Parece que nos hemos perdido entre tanto proceso. ¿Qué tiene que ver esto con el abogado del diablo? Lo crean o no, ser el abogado del diablo (advocatus diaboli, en latín) fue un puesto fundamental durante los procesos de canonización desde finales del siglo XVI, durante el papado de Sixto V. ¿Qué hacía el abogado del diablo? Se encargaba de poner a prueba la verdad detrás de las aclamaciones de santidad. Su trabajo era buscar causas naturales para sucesos supuestamente milagrosos, así como buscar motivaciones egoístas y mundanas detrás de las supuestas virtudes heroicas del candidato a santo. Quien se dedicaba a ser abogado del diablo pertenecía a la Iglesia católica, pero su rol era el de un escéptico capaz de argumentar en contra de la presencia divina en los casos de posibles santos. Etimológicamente, “diablo” (del griego antiguo diábolos) significa dividir con mentiras, calumnias y envidias. Así el abogado del diablo se encargaba de, digámoslo así, ensuciar las exclamaciones de santidad.

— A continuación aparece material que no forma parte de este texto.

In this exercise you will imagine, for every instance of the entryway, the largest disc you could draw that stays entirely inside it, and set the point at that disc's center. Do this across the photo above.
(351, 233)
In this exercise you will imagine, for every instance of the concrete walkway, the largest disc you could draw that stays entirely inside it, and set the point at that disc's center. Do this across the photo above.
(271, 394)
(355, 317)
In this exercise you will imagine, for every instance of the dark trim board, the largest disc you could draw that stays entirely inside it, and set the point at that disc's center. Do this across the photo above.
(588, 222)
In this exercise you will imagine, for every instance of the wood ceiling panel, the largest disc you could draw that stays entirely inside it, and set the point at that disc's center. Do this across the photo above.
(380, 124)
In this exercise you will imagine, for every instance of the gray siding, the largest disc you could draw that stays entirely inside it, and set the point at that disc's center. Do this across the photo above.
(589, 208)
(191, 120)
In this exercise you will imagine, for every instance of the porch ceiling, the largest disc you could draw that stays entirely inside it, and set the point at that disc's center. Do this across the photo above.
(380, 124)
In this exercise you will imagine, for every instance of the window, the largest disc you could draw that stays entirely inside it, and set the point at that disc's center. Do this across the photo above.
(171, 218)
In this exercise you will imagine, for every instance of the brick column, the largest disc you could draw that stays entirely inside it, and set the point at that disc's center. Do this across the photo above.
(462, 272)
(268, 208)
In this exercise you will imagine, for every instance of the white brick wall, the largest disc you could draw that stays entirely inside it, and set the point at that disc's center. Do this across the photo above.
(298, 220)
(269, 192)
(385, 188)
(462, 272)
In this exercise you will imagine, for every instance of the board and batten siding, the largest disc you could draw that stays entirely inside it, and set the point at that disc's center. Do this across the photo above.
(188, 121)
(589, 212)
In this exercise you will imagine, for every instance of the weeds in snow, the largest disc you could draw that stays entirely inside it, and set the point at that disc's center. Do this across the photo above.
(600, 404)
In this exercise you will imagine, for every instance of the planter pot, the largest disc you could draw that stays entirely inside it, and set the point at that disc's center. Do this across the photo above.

Por cierto, ser reconocido como santo por la Iglesia Católica no significa que ese personaje fuese perfecto o impecable; en estricto sentido, significa que esa persona se salvó y está en el cielo. ¿Y la Iglesía ha declarado que alguien está en el infierno? Por increíble que parezca, la Iglesia Católica nunca ha afirmado contundentemente que un ser humano esté en el infierno. Hacerlo sería poner límites a la misericordia de Dios.